O que mais me encanta em Mário é que a sua poesia não se priva em sujar os pés de lama… A cidade de São Paulo, personagem constante em sua obra, é amor arlequinal, “comoção de minha vida!”. Mas também é bofetada lírica, “a grande boca de mil dentes”. Existe um entusiasmo com a modernidade – o modernismo, bem dito, é a sua resposta estética. Mas os olhos do poeta não ignoram a faceta mais sombria do capitalismo. Mário anda pelas ruas de asfalto e terra batida. E reflete: “a nossa gente vai muito sofrer e tenho o coração inquieto”. A manhã “se desenrola que nem novelo de fofa lã”, mas também ilumina o homem miserável que engole insultos e “a ponta do chicote”. O poeta sonha com “o amor que há de ser tudo” mas reconhece o essencial da “carícia dos pratos”.

“Pra todas as cartas da gente. / Eco mecânico. / De sentimentos rápidos batidos. / Pressa, muita pressa.”

De todas as figuras cheias de cor do modernismo brasileiro, Mário sempre foi a minha predileta. Era, sem dúvida, o poeta que nós precisávamos. Difundiu as idéias das vanguardas européias no Brasil sem esquecer de adaptá-las à ótica local. Valorizou a língua falada, o português brasileiro, os pronomes das ruas. E acima de tudo, usou a sua poesia para refletir sobre o homem e o coletivo, os efeitos da modernização e as injustiças sociais. Influenciou toda uma geração, assumindo as rédeas do modernismo pela força de sua inteligência.

“De Paulicéia Desvairada a Lira Paulistana” é uma obra absolutamente importante, não só para quem gosta de poesia, mas para todos que desejam compreender os tortuosos caminhos da literatura nacional. Leiam com paixão. Afinal, como disse o poeta, “versos não se escrevem para leitura de olhos mudos”.
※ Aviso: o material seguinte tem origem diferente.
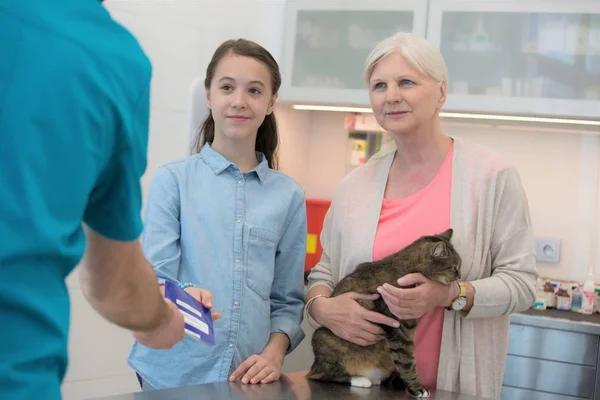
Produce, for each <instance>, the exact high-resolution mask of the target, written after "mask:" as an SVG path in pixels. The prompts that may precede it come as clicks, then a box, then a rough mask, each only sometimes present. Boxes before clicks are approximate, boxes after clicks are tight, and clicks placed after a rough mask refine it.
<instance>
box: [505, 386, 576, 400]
mask: <svg viewBox="0 0 600 400" xmlns="http://www.w3.org/2000/svg"><path fill="white" fill-rule="evenodd" d="M501 399H502V400H588V399H586V398H585V397H573V396H564V395H562V394H553V393H546V392H535V391H533V390H527V389H519V388H514V387H510V386H502V398H501Z"/></svg>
DE PAULICEIA DESVAIRADA A LIRA PAULISTANA

Autor: Mário de Andrade

Editora: Martin Claret

Ano de publicação: 2017

Neste volume reúnem-se diversas obras em verso que marcaram a carreira de Mário de Andrade, entre elas “Pauliceia desvairada”, “Losango Cáqui”, “Clã do Jabuti”, “Remate de males”, “O carro da miséria”, “A costela do grã cão”, “Livro azul”, “Café” e “Lira paulistana”. Uma edição imperdível que permite-nos compreender melhor a concepção dos modernistas brasileiros.